Machine Learning Approaches for Fracture Risk Assessment: A Comparative Analysis of Genomic and Phenotypic Data in 5130 Older Men.
Qing WuFatma NasozJongyun JungBibek BhattaraiMira V HanPublished in: Calcified tissue international (2020)
The study aims were to develop fracture prediction models by using machine learning approaches and genomic data, as well as to identify the best modeling approach for fracture prediction. The genomic data of Osteoporotic Fractures in Men, cohort Study (n = 5130), were analyzed. After a comprehensive genotype imputation, genetic risk score (GRS) was calculated from 1103 associated Single Nucleotide Polymorphisms for each participant. Data were normalized and split into a training set (80%) and a validation set (20%) for analysis. Random forest, gradient boosting, neural network, and logistic regression were used to develop prediction models for major osteoporotic fractures separately, with GRS, bone density, and other risk factors as predictors.

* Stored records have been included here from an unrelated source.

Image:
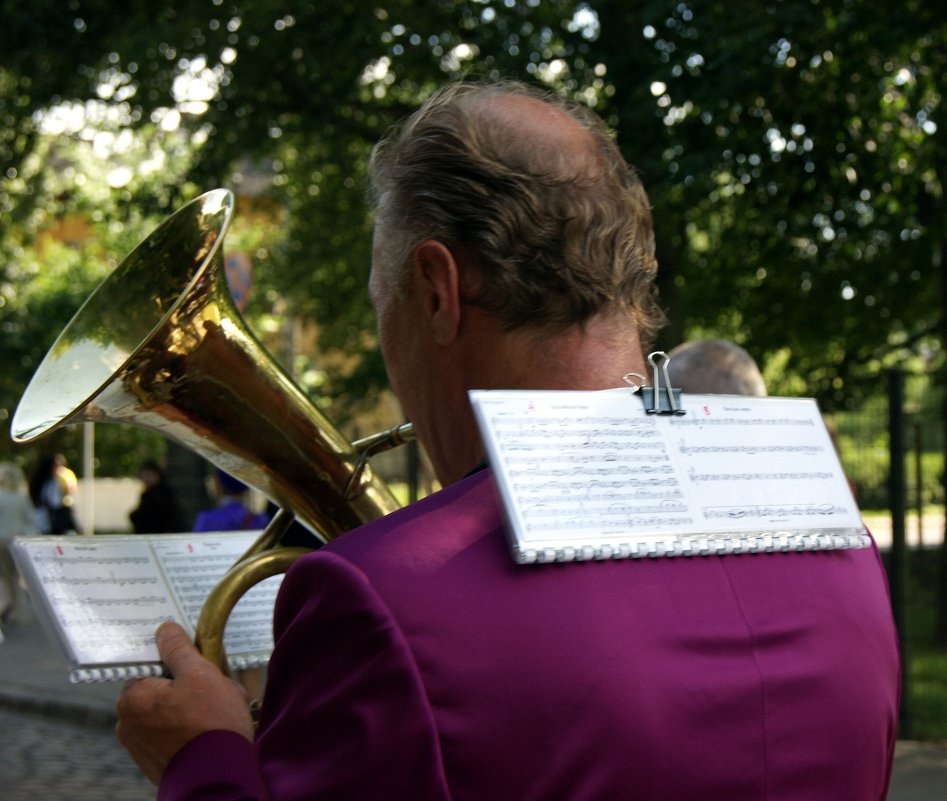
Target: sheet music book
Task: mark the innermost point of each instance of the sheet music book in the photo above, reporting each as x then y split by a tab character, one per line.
101	598
592	475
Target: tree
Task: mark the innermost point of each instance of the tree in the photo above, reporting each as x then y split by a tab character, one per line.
791	151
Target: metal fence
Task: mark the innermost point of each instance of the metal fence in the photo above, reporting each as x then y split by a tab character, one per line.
893	452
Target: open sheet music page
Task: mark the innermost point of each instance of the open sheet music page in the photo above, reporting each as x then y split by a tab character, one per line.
591	475
101	598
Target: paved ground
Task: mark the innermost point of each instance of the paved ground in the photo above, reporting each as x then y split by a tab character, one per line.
57	742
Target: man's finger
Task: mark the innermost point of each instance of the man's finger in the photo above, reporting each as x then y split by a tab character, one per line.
176	649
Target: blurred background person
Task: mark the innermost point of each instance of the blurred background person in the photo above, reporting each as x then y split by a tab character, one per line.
715	367
17	518
232	511
53	487
157	510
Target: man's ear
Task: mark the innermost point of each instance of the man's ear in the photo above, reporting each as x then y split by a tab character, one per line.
437	279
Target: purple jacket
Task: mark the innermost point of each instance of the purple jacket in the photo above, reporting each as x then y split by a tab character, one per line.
415	661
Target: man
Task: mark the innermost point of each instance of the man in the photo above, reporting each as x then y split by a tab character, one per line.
414	660
157	510
715	366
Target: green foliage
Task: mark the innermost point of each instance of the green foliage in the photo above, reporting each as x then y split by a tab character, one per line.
792	152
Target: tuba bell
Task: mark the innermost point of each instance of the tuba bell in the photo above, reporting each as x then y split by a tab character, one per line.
160	345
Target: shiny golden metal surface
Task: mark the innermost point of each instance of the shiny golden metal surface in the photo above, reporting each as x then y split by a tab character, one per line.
161	345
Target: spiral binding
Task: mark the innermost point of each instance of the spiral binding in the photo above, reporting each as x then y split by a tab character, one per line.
718	545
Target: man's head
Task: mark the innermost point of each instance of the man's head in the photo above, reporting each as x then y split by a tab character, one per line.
716	367
549	224
513	248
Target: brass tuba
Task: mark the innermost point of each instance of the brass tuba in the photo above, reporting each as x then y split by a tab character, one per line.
160	344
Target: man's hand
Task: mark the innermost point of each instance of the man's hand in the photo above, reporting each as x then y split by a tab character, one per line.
156	717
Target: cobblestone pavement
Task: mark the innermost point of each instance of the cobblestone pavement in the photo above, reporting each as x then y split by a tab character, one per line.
48	759
57	741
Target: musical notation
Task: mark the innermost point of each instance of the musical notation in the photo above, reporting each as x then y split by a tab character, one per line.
106	596
593	467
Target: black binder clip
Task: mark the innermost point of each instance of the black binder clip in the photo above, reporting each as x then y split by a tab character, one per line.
655	400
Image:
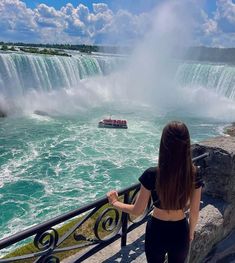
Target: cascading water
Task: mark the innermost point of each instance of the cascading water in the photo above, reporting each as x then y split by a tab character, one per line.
55	163
219	78
27	79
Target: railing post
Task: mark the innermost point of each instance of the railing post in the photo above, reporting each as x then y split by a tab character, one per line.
124	222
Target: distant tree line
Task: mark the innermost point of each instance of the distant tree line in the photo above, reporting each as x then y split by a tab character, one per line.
226	55
82	48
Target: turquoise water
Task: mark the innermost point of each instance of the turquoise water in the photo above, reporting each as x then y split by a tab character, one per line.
51	165
58	162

In model training, the synthetic minority oversampling technique was used to account for low fracture rate, and tenfold cross-validation was employed for hyperparameters optimization. In the testing, the area under curve (AUC) and accuracy were used to assess the model performance. The McNemar test was employed to examine the accuracy difference between models. The results showed that the prediction performance of gradient boosting was the best, with AUC of 0.71 and an accuracy of 0.88, and the GRS ranked as the 7th most important variable in the model. The performance of random forest and neural network were also significantly better than that of logistic regression. This study suggested that improving fracture prediction in older men can be achieved by incorporating genetic profiling and by utilizing the gradient boosting approach. This result should not be extrapolated to women or young individuals.